According to Pasichna, integration is affected by unstable housing support, changes in assistance programs, limited access to kindergartens and schools, and the difficulty of rebuilding daily life after displacement.
Key line: integration needs stability, communication, and a feeling of acceptance.
Question 2
How do housing, education, and social support affect integration?
Housing gives a family basic security. Education helps children return to a normal rhythm. Social support helps people understand available services and feel that the community has clear rules rather than random help.
Key line: integration begins when everyday life stops feeling temporary.
Question 3
Why should IDPs not be treated only as aid recipients?
Pasichna emphasizes that displaced people bring skills, professional experience, taxes, volunteer energy, and ideas. Seeing them only through the lens of assistance creates distance and supports stereotypes.
Key line: IDPs are people with competencies, experience, and potential for community development.
Question 4
How can stereotypes influence attitudes toward IDPs?
Stereotypes can make neighbors, employers, or institutions see IDP status before they see the person.
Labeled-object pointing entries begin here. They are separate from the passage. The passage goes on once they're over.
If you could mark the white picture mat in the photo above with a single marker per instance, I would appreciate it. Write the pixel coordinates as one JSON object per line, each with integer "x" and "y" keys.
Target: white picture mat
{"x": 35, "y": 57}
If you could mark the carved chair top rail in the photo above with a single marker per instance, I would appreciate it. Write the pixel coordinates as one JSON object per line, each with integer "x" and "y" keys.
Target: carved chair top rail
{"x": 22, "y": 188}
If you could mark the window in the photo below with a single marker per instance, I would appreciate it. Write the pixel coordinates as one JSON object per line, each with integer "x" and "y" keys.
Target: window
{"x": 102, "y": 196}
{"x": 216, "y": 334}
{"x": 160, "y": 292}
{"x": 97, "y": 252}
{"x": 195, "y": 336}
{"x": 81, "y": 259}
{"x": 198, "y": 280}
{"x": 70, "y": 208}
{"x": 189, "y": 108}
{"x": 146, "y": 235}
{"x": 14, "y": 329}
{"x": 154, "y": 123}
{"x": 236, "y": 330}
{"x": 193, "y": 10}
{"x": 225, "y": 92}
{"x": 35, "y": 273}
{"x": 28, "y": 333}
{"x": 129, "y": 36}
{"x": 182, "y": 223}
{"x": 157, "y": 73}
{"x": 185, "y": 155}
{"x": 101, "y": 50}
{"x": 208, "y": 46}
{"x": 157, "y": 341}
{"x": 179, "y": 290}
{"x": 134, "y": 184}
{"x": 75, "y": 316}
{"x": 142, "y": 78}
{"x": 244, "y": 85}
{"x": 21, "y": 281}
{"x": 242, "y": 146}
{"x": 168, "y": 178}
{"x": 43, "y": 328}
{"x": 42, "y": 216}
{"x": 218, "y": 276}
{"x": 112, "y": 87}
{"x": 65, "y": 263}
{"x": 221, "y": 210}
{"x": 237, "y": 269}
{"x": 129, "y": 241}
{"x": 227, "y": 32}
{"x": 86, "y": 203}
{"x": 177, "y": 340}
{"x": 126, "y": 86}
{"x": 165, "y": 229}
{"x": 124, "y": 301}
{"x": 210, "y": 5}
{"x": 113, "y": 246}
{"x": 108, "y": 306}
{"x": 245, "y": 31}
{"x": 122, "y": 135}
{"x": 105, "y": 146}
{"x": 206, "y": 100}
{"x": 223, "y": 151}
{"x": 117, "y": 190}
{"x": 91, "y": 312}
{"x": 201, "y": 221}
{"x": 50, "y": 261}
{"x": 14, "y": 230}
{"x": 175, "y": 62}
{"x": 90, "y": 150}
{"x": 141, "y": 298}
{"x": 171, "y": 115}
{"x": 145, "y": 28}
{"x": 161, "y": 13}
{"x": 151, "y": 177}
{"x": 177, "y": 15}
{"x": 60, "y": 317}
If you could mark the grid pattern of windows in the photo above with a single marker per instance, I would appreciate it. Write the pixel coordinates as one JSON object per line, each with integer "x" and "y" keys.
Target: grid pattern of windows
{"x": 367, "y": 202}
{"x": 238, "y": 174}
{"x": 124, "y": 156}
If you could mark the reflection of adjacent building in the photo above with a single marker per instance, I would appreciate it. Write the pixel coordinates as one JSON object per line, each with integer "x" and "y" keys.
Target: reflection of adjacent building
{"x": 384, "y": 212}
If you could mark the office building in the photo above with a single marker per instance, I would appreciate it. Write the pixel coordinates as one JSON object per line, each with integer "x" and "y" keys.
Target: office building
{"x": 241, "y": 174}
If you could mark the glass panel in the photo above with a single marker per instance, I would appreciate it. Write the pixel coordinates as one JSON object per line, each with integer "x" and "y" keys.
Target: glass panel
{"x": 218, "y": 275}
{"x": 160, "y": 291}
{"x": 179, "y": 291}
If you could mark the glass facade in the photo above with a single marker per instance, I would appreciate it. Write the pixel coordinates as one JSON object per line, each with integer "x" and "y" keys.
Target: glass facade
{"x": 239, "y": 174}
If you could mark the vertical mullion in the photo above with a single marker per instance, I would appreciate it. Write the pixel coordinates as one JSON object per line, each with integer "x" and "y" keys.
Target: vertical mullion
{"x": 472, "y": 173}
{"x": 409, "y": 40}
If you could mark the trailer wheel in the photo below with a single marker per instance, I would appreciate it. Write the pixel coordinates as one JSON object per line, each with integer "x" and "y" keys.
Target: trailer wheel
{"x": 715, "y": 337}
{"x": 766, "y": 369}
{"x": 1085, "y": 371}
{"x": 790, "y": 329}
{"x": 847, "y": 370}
This creates suspicion and may push people into isolation or self-stigmatization.
Key line: the label should not replace the person.
Question 5
What role does Russian propaganda play?
Propaganda tries to divide communities by spreading ideas of collective guilt, resource scarcity, and regional distrust. The result is a shift from solidarity to competition and suspicion.
Key line: manipulation grows when there is not enough direct communication.
Question 6
What can local authorities and communities do?
Her answers point to transparent communication, integration hubs, public events, participation of IDPs in consultations, and fast responses to manipulative narratives.
Key line: the main tool is normalization and shared community life.